National road pricing schemes to get £10m

Transport secretary announces plans for GPS-based system

The government is to spend £10m investigating potential schemes for GPS-based national road pricing, new Transport Secretary Douglas Alexander announced last week.

Developing the system is a ‘personal priority’, the minister said in his first speech since taking over from Alistair Darling following the Cabinet reshuffle.

Speaking in York at the launch of bus company First’s Futurebus service, which uses satellite technology to provide real-time information at bus stops, Alexander said his aim is ‘to advance the debate about a national system of road pricing in this country, moving the debate from “why” to “how” we might make a national system work in practice’.

Growing prosperity is causing more travel and worsening congestion in major towns and cities and parts of the road network, he says. Road improvements and sustained investment in public transport will help, but a more radical approach is needed.

‘We need to explore the scope for developing a national system of road pricing,’ said Alexander.

This requires ‘a good look at technology to see how emerging technology could be used for road pricing,’ he said.

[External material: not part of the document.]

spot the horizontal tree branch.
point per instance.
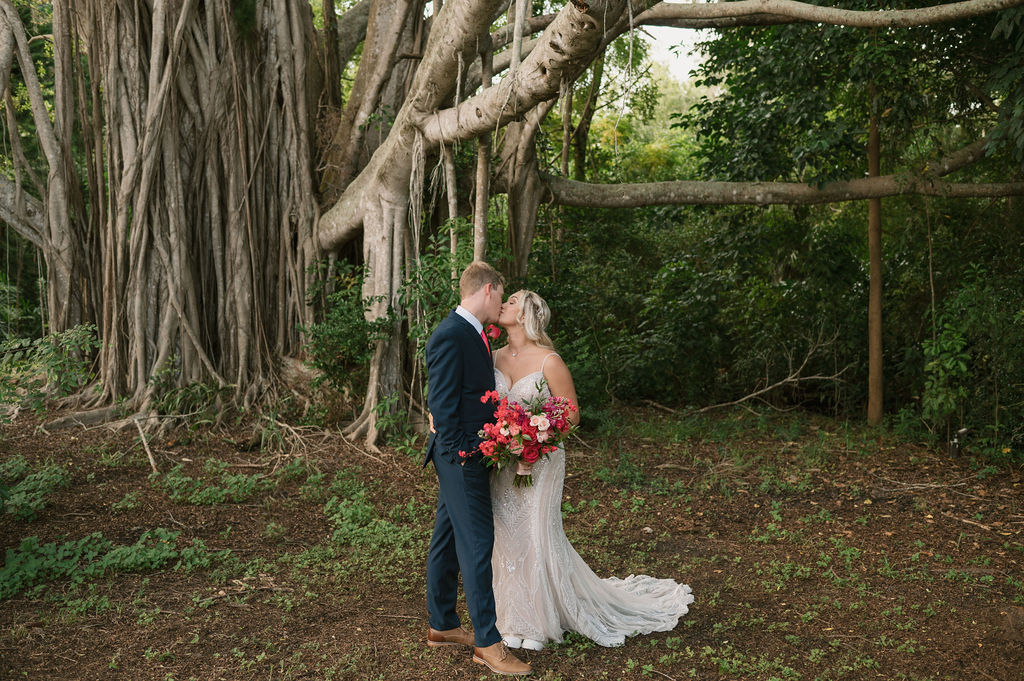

Potential areas of interest include traffic and navigation services.

Potential suppliers will soon be invited to participate in a series of demonstration projects over the next three to four years to tackle difficult design issues.

Plans for a £200m Transport Innovation Fund to support local authority schemes will continue, to produce a major road pricing pilot within four years.

But Conservative transport spokesman Chris Grayling says it will be a decade before any system can be introduced.